Bonus 200 euro per gli autonomi, slitta il click day

Slitta il giorno a partire dal quale gli autonomi potranno richiedere il Bonus 200 euro. Le gestioni separate tranquillizzano le utenze sulle coperture disponibili e sui tempi per presentare le domande

Bonus 200 euro per gli autonomi, slitta il click day

Più tardi ma per tutti. Questo può essere lo slogan che accompagna l’erogazione del bonus 200 euro per gli autonomi. Il click day previsto in prima istanza per il 15 settembre slitterà di qualche giorno, si parla di una data successiva al 20 settembre, ma l’Associazione degli enti previdenziali privati (Adepp) rassicura chi ne ha diritto, garantendo che nessuno resterà escluso. Decade anche il concetto di click day osteggiato dalle associazioni di categoria.

Il Bonus 200 euro per gli autonomi

La logica alla base del bonus 200 euro per gli autonomi è del tutto identica a quella per il contributo versato ad altre categorie professionali. Ne ha diritto chi, nel corso del 2021, ha avuto un reddito inferiore ai 35mila euro.

Da settimane prevale un alone di incertezza, in attesa del decreto attuativo che sciolga ogni nodo e che tarda ad arrivare. L’Adepp ha parlato in un primo momento di un click day a partire dal 15 settembre, data che è destinata a slittare dopo il giorno 20 dello stesso mese.

La polemica più grande però è da addebitare al click day in sé che piace poco alle associazioni di categoria.
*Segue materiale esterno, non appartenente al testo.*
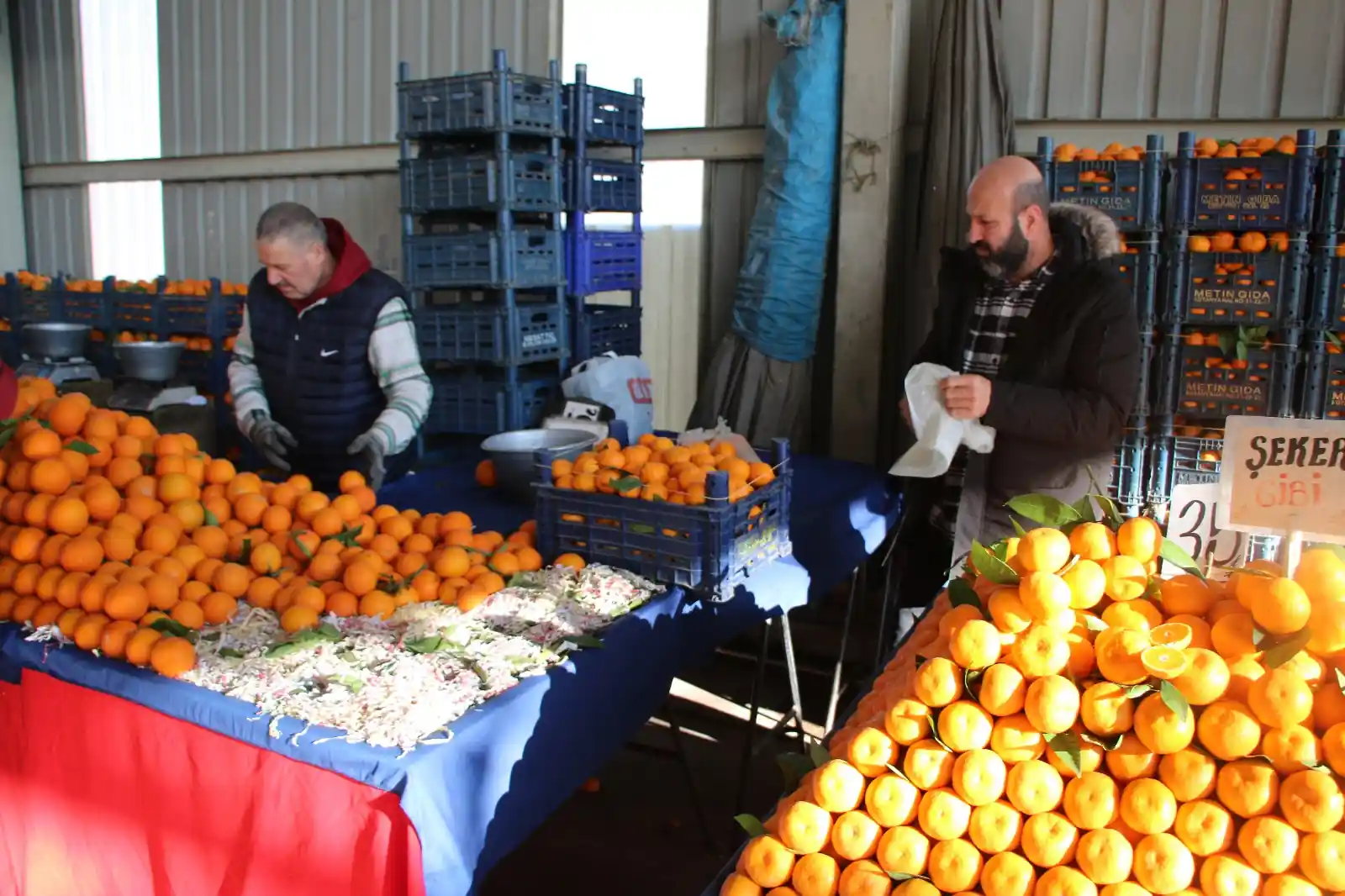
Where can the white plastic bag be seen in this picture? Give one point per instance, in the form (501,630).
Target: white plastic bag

Confesercenti lo ha definito come una lotteria, temendo che non ci fosse la copertura sufficiente per i 3,4 milioni di autonomi, stimando che 400mila persone non avrebbero potuto ricevere il bonus.

Dopo avere svolto una riunione con i tecnici dell’Inps, l’Adepp è stata in grado di rassicurare la platea.

La posizione dell’Adepp e il click day

L’Associazione degli enti previdenziali privati, infatti, fa sapere attraverso il proprio sito web che il decreto attuativo è in attesa del benestare della Corte dei conti, parte vitale dell’iter che ne consentirà la pubblicazione nella Gazzetta ufficiale. In seguito l’Adepp si riserverà due giorni di tempo per finalizzare la procedura necessaria e inizierà ad accettare le richieste inoltrate dai contribuenti che potranno essere presentate fino al 30 novembre del 2022. Un lasso di tempo che fa decadere il concetto stesso di click day anche perché il plafond a disposizione, 600 milioni di euro, sarà sufficiente a coprire tutte le richieste.

I timori

Le associazioni di categoria hanno mostrato preoccupazione e l’Adepp ha avviato un approfondimento alla luce del decreto Legge 115/2022 del 9 agosto appena trascorso e che integra gli stanziamenti messi a disposizione dal governo.

La relazione tecnica ha permesso di fugare ogni timore, arrivando a stabilire che i fondi sono sufficienti per la platea interessata. Ora resta soltanto da stabilire la modalità con la quale inviare le richieste e a partire da quale data sarà possibile farlo.